The growing renewable energy sector is now challenged to understand and accurately forecast rapid changes in solar irradiance over limited spatial domains. Rapid solar-irradiance variations are primarily due to cloud movement and development (during daytime) and changes in sun angle at sunrise and sunset. Cloud-cover changes significantly impact solar-power generation plants and their interconnection to the electric transmission system, as the electric grid system operators must continuously balance supply and demand to maintain the reliability of the power grid. Towards that end we have developed a new sky imaging system and algorithms, which allow detecting and forecasting the arrival of incoming clouds.

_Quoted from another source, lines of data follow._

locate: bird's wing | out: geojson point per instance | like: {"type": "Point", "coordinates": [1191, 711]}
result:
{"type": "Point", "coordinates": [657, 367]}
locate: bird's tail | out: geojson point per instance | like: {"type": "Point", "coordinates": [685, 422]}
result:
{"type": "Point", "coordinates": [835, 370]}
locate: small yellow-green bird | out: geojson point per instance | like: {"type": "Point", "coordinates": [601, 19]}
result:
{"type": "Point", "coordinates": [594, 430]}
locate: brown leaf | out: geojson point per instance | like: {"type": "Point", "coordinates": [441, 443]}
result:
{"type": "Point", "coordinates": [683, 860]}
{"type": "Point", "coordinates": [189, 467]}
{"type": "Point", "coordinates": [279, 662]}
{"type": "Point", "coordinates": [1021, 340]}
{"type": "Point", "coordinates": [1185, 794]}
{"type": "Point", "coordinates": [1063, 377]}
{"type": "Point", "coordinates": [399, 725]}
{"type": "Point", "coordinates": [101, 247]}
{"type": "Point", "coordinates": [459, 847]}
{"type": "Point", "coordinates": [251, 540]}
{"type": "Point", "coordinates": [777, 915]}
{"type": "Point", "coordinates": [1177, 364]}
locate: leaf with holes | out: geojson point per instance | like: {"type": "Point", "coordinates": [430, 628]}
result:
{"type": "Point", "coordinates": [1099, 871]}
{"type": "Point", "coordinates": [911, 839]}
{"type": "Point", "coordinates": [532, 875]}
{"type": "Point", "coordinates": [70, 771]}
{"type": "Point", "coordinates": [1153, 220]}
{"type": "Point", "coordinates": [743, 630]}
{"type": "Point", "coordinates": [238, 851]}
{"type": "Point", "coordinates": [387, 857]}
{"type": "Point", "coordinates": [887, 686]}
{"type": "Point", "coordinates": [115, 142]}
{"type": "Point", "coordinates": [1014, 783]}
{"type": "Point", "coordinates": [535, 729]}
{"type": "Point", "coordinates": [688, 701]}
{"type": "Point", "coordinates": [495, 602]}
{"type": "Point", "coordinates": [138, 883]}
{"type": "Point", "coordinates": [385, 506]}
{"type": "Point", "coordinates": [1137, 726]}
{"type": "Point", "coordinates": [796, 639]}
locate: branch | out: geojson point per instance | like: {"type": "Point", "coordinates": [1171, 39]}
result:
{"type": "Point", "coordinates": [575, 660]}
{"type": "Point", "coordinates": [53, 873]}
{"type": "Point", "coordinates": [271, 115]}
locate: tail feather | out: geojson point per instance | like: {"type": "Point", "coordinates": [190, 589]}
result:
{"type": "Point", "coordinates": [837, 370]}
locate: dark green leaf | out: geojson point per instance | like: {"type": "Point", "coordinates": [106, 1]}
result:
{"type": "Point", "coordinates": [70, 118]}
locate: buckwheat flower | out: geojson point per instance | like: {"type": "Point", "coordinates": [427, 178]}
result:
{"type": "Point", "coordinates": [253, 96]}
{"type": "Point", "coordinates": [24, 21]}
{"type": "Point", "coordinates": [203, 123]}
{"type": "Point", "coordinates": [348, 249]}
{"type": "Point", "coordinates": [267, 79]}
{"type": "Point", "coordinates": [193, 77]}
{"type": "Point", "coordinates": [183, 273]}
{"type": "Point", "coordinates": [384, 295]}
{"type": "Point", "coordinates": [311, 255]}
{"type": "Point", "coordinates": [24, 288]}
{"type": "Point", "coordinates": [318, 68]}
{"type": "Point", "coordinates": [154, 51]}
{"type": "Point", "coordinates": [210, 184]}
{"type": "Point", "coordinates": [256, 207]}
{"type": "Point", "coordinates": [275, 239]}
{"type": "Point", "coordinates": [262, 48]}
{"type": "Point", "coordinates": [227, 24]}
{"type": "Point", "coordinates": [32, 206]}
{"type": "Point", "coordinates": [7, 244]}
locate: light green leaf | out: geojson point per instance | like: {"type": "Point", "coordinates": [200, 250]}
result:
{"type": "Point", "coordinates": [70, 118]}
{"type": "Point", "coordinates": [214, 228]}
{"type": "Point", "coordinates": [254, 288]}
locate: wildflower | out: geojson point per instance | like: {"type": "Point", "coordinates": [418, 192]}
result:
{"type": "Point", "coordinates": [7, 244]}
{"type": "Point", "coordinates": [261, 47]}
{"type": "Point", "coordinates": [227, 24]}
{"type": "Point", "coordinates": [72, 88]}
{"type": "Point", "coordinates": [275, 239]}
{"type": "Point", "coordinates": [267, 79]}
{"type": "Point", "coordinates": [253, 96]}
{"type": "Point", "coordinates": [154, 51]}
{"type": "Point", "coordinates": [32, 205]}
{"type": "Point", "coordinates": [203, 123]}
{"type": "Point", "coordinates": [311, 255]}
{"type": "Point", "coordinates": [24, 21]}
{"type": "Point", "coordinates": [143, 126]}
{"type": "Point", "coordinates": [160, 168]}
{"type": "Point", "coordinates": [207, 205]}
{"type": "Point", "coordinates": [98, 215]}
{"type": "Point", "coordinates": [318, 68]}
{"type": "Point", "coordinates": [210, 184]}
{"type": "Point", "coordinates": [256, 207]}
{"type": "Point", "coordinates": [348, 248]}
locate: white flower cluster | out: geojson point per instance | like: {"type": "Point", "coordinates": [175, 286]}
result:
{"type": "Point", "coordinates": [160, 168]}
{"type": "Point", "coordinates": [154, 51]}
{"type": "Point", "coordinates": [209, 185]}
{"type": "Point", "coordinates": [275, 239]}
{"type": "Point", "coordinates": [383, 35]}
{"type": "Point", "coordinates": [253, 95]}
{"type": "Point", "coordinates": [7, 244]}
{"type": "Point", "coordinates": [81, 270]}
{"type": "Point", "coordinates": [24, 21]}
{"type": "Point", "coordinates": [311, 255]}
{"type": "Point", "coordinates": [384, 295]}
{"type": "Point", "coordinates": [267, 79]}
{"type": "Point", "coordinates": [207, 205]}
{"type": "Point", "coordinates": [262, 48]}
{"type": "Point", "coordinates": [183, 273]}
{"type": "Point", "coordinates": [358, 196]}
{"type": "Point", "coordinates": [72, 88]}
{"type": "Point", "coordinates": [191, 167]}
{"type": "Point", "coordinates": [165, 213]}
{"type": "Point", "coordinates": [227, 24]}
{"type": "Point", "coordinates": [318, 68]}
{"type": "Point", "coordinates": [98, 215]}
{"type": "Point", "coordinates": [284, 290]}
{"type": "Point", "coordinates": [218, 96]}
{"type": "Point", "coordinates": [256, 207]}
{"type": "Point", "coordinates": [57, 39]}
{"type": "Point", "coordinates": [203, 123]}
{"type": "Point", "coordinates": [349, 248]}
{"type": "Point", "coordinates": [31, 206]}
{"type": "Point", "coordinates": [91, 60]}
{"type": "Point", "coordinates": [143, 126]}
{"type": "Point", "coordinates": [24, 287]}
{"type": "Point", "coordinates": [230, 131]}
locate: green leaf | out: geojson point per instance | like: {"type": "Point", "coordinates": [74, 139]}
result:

The field of view of the developed imaging system is approximately 2 miles, which yields in up to 10 min prediction horizons at ~ 15 miles per hour cloud movements. After some geometrical corrections of the cloud images optical flow algorithms are applied, which effectively remove the "background" in the image by distinguishing between moving objects (i.e, clouds) and stationary objects (e.g, trees etc.). Cross-correlation between consecutive cloud images yields the direction and speed of the cloud, which in combination with the sun's position and the location of the solar panels is used to predict the solar energy. Although the cloud recognition algorithm is (so far) binary we adjusted the level of solar energy using a modification function F, which depends on time of the day and is based on past data for a "clear" and "cloudy" days (for a given date of the year). Further adjustments (i.e., level of shading) are made continuously using the actual measurements of the solar panels, which are available a couple of minutes later after the prediction was made.

In this paper we demonstrate how this approach was used to make continuously short-term forecasts (<10 min ahead) for a small solar installation. The average forecast error ε was estimated by ε=∫|PM(t)-PF(t)|dt / ∫PM(t)dt with PF(t) and PM(t) as the forecasted and produced/ measured power, respectively yielding 10% for a 6 min forecasts and slightly less for a 3 minutes forecasts, which is one of the highest reported to date.

Acknowledgement: The work is partially funded by the DOE SunShot program.